Le principe d’un socle matérialiste particulier est, de fait, la base théorique du syllogisme. Le syllogisme ne vise jamais à parler en général, mais toujours en particulier. Pour ce faire, il utilise des propositions affirmatives, négatives, universelles, particulières. L’objectif est toujours le particulier.
Toutefois ce particulier cherche à être compris, de manière dialectique, dans son universalité. Aristote ne le dit pas ainsi, mais il explique toutefois que toute démonstration authentique parle de manière vraie d’un « sujet premier et universel ». C’est là conceptualiser la réalité, au moyen de la substance.

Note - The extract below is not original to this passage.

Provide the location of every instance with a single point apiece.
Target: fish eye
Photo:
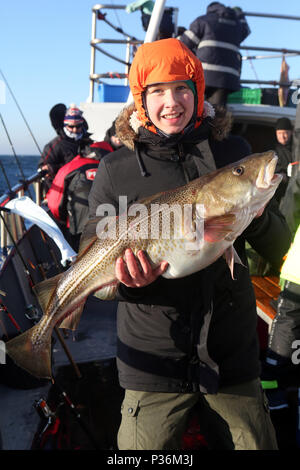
(238, 170)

Si on ne parle pas de ce qui arrive accidentellement, mais bien des substances, alors on est dans une dialectique du particulier et de l’universel ; on parle d’une chose concrète, mais en s’orientant par rapport à sa nature même.
Aristote dit ainsi, dans les seconds analytiques :
« Les accidents, en effet, ne sont pas nécessaires, de sorte qu’on ne connaît pas nécessairement une conclusion par sa cause, même avec des propositions toujours vraies, si elles ne sont pas par soi : c’est ce qui se passe dans les syllogismes par signes.
En effet, dans ce cas, ce qui est en réalité par soi on ne le connaîtra pas comme étant par soi, et on ne connaîtra pas non plus le pourquoi ; or connaître le pourquoi, c’est connaître par la cause.
Il faut donc que, par soi, le moyen terme appartienne au troisième, et le premier au moyen. On ne peut donc pas, dans la démonstration, passer d’un genre à un autre : on ne peut pas, par exemple, prouver une proposition géométrique par l’Arithmétique.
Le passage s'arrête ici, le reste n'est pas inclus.